Justice Anthony Kennedy pressed Waxman to elaborate.

“So your rule is that, although we must defer to an arbitrator’s interpretation of the contract, in this case, there is an exception because?” Kennedy asked.

Justice Ruth Bader Ginsburg said that, in Stolt-Nielsen, the parties had stipulated that the contract involved said nothing about the issue of a class proceeding.

“In this case,” Ginsburg said, “we have no such stipulations.”

Justice Antonin Scalia asked Waxman for examples of cases in which the Supreme Court had decided that an arbitrator’s “statement of fact” was so wrong that the wrongness became a question of law that a court review, rather a question of an arbitration’s interpretation of the facts.

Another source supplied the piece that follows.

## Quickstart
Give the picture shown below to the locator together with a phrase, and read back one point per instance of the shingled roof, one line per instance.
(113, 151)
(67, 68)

Later, Chief Justice John Roberts expressed some skepticism about the arguments of Eric Katz, the lawyer representing the physicians and other respondents, that allowing class arbitration could help speed up the process of resolving similar disputes between a health insurer and 20,000 physicians.

“I thought the purpose of arbitration was to decide these things quickly,” Roberts said. “This has been going on 11 years, right?”

After the people in the courtroom laughed, Roberts said, “It’s not  a facetious question, because I think one of the  concerns about class arbitration is that it — it  eliminates the supposed benefits of arbitration, because  you can’t have sort of quick and rough and ready  determinations when it’s going to bind 20,000 people.”